The Cliff Notes takeaway? It does help people lose weight, but there’s really no scientific evidence to support the notion that the diet is easier to adhere to in the long run (because as anyone who grew up watching Oprah knows, you can drag a wagonload of fat out onstage in triumph, only to be tearfully admitting you’ve packed the pounds back on a year or two later). And the health claims advanced by The 5:2 Diet’s promoters largely rest on a limited body of scientific evidence revolving around the impact of intermittent fasting on lab animals, not humans.

Now, I wouldn’t usually direct attention to the picture of me that accompanies this column, but if you look at it, you’ll probably notice something: I’m skinny. Not just skinny, but ridiculously skinny. I always have been—despite the fact that for a good portion of my childhood I thought that Twinkies and Ding Dongs were breakfast food, because that’s all my poor mother could get me to eat in the a.m. before I tottered off to preschool. I’m one of the rare few who won’t tell you my weight not because I’m embarrassed it’s too high, but that it’s too low.

Hence, I’m not exactly the ideal candidate to evaluate a diet, since I’ve never been on one.

But what’s intriguing about The 5:2 Diet in relationship to our overfed, oversaturated culture is the potential (potential, mind you) for it to change the way more people think about, say, not only chowing down on another slice of Crazy Cheesy Crust Pizza, but how we think about what you might call the too much of everything in our lives.
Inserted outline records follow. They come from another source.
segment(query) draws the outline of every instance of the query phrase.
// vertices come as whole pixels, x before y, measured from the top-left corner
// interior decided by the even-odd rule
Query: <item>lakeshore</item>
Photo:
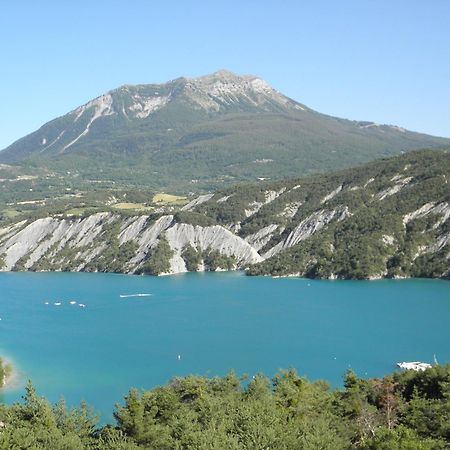
[[[51,402],[86,400],[105,421],[131,386],[174,376],[297,367],[338,387],[348,368],[380,377],[398,361],[450,361],[441,280],[2,273],[0,282],[0,353],[17,374],[2,399],[19,400],[31,379]],[[136,293],[151,295],[121,297]]]

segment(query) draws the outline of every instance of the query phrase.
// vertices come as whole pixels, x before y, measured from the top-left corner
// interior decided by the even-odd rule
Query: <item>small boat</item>
[[[121,294],[120,298],[129,298],[129,297],[151,297],[152,294]]]
[[[431,369],[432,367],[431,364],[423,363],[420,361],[400,362],[397,363],[397,366],[400,367],[400,369],[415,370],[416,372]]]

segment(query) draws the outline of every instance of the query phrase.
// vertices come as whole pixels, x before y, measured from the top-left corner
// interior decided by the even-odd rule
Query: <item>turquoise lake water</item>
[[[120,297],[137,293],[152,295]],[[0,355],[19,371],[0,400],[20,399],[32,379],[103,421],[130,387],[177,375],[295,367],[339,386],[349,367],[373,377],[397,361],[450,362],[450,282],[440,280],[0,273],[0,317]]]

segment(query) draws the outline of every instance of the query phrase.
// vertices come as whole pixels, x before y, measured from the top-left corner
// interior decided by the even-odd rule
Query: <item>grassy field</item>
[[[187,197],[165,194],[164,192],[160,192],[153,196],[153,203],[156,203],[158,205],[184,205],[187,202]]]

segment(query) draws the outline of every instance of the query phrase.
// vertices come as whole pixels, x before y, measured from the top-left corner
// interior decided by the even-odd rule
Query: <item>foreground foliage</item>
[[[337,391],[295,370],[175,378],[130,390],[114,416],[98,428],[85,404],[50,406],[29,384],[22,403],[0,405],[0,449],[445,449],[450,365],[370,380],[349,371]]]

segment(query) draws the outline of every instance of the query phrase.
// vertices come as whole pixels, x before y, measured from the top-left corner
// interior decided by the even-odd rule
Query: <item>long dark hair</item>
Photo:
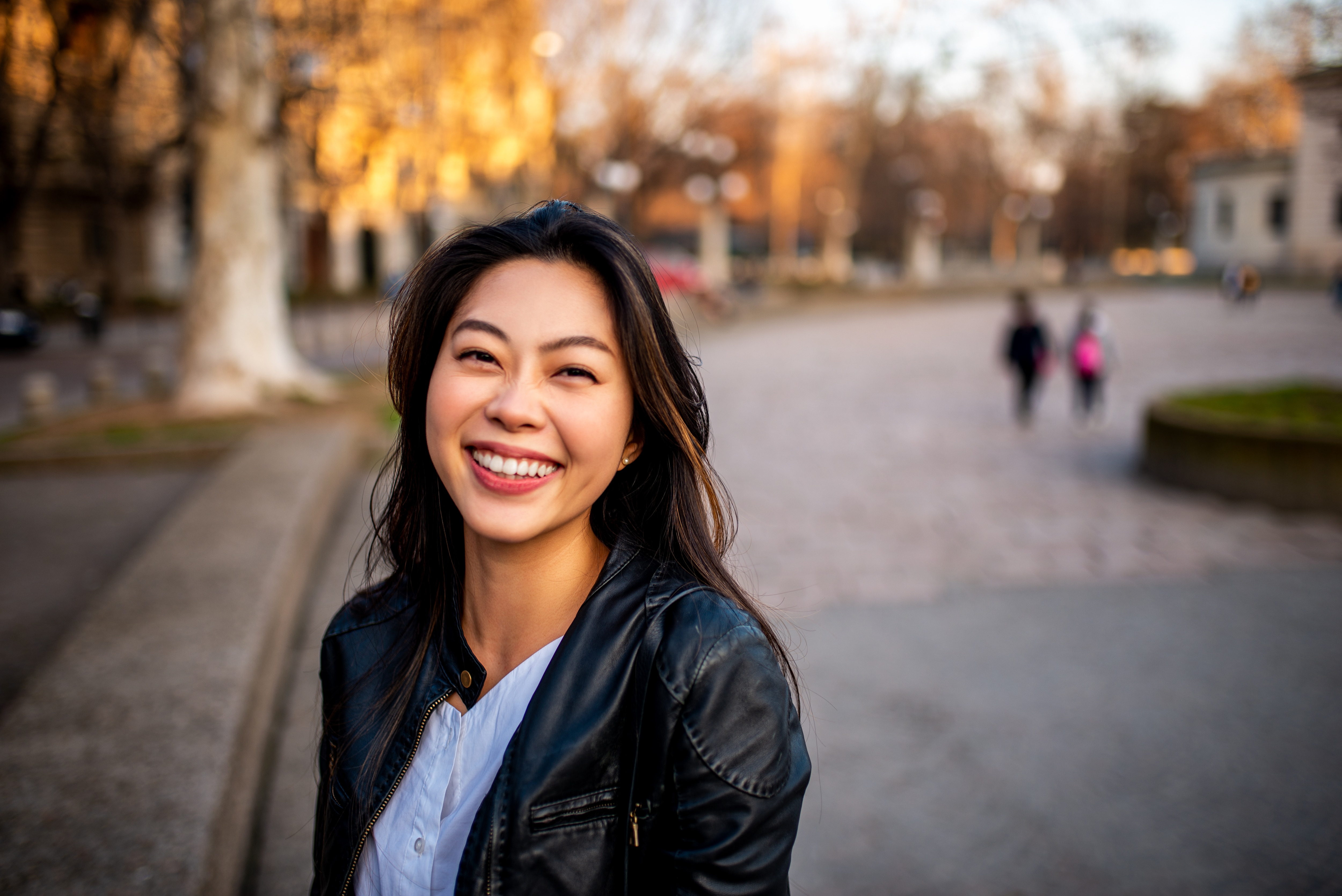
[[[647,259],[623,228],[573,203],[550,200],[523,215],[467,227],[433,245],[407,275],[392,306],[388,389],[401,414],[382,465],[386,500],[373,508],[366,570],[416,596],[415,622],[392,692],[381,695],[380,736],[368,781],[381,766],[404,716],[420,667],[444,625],[459,613],[463,522],[429,459],[425,398],[447,326],[486,271],[517,259],[565,262],[605,287],[633,384],[633,423],[644,436],[639,461],[621,471],[592,506],[592,528],[607,546],[624,534],[757,621],[796,688],[796,671],[768,613],[737,583],[723,557],[735,537],[735,508],[709,464],[703,385],[667,314]],[[376,492],[374,492],[376,494]],[[377,589],[369,594],[376,600]]]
Seizing on the diet’s popularity in Britain, a U.K. TV critic adapted the premise of the diet to his television-viewing habits, eschewing the tube (his livelihood, mind you) two days a week in favor of some non-screen time, for a month. His experience is funny (and the results are definitely mixed), but you get the idea: Indulgence has become a way of Western life; maybe it’s time to scale back a bit.

Of course, this isn’t a new idea (Buddhism, Lent, clichés like “everything in moderation,” etc. etc.). It pretty much seems that ever since the dawn of civilization, we’ve understood on some subconscious level that there’s something morally, spiritually and physically bankrupting about having unfettered access to whatever we want, whenever we want it, all the time.

Yet if I’m being realistic, I imagine that The 5:2 Diet in the U.S. will look something like this: “Fast day? Feast day! Break your fast with a large stuffed-crust pizza with two toppings, an order of breadsticks and a box of CinnaNuggets for just $15.99!”